Home › Forums › Labour Law Debate › WHAT IF FINANCIALLY STRESSED EMPLOYERS CANNOT AFFORD TO RETRENCH? › Reply To: WHAT IF FINANCIALLY STRESSED EMPLOYERS CANNOT AFFORD TO RETRENCH?
Q1: No – an employer can’t retrench employees without incurring a liability to pay at least the statutory minimum severance package of 1 year for each completed year of service. Section 41 (2) of the BCEA makes the payment compulsory. However, the employer can delay payment if it can’t afford to pay immediately. It must commit to an agreed payment plan or to pay when it can afford to. The retrenched employee in this case remains a creditor of the employer after the date of retrenchment.
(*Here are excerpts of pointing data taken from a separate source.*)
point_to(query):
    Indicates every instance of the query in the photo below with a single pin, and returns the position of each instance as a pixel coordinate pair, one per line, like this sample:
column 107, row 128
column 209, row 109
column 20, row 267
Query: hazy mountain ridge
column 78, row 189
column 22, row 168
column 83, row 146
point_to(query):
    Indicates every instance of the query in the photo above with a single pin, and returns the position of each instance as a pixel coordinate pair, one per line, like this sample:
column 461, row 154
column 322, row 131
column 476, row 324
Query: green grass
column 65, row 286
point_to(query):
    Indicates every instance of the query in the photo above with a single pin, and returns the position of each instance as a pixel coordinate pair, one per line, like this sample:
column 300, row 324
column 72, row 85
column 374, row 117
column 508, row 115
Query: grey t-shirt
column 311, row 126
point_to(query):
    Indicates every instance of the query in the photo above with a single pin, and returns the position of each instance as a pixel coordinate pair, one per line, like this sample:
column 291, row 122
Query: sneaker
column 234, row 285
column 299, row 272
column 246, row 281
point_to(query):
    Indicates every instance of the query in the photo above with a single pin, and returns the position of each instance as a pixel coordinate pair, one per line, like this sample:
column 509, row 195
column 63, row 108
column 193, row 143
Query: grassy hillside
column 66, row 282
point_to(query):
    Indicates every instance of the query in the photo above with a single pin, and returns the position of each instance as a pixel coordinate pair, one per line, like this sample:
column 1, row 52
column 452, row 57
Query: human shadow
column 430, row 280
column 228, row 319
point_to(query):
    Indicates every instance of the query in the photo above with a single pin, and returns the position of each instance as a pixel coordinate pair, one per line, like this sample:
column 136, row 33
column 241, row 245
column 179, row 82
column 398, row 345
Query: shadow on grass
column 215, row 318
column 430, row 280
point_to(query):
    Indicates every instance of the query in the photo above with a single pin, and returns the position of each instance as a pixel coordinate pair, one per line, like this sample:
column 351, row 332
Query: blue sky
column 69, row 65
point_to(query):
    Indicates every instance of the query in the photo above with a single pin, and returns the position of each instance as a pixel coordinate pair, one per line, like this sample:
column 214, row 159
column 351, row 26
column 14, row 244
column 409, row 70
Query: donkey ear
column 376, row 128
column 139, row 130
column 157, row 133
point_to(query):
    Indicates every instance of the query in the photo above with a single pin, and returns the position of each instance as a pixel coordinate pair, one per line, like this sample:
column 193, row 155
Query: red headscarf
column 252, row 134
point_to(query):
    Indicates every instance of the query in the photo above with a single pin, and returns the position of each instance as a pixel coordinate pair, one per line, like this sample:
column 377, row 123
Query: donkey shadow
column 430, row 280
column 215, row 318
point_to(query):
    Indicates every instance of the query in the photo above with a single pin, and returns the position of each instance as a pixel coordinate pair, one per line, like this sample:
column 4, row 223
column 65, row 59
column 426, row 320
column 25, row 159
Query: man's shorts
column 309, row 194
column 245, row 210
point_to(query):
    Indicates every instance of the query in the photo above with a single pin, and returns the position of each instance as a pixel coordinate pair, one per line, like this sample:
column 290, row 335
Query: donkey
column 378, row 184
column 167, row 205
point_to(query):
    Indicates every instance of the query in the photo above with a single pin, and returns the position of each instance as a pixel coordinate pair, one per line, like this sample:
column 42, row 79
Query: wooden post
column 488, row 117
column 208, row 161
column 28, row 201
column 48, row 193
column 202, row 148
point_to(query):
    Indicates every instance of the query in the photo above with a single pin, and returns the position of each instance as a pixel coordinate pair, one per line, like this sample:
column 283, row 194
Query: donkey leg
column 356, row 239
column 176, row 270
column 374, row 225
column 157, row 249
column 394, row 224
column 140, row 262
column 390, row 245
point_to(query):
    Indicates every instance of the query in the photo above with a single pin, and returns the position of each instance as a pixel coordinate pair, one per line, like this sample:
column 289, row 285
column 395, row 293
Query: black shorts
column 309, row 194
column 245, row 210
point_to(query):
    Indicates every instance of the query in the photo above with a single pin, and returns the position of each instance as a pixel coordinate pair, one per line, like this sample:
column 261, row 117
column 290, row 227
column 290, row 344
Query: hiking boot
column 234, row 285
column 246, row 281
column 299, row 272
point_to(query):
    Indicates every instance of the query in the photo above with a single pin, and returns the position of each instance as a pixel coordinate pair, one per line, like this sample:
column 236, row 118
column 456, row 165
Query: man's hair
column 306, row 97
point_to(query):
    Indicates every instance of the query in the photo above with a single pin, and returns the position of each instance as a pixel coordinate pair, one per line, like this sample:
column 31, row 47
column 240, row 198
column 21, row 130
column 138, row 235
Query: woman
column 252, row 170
Q2: Yes – an employer can legitimately use s189 as the primary mechanism for cutting costs. The Con Court confirmed this in its recent judgement in Numsa v Trident Steel in October 2020. In making this seminal judgement, the Con-Court took account of the context in which businesses must compete to survive and prosper in the modern economy. It said –
“In an ever-changing economic climate characterised by increasing global competition, operational reasons not only relate to the downsizing of the workforce, but also to restructuring the manner in which an existing workforce carries out its work.”
However, the court stressed that the primary reason must be for genuine operational reasons – it must not be a substitute for wage negotiations in the traditional collective bargaining process. It warns employers that
“Courts must guard against disguised retrenchments that take place where collective bargaining prevails. Courts can police opportunistic or disingenuous employers by determining the true reason for the dismissals.”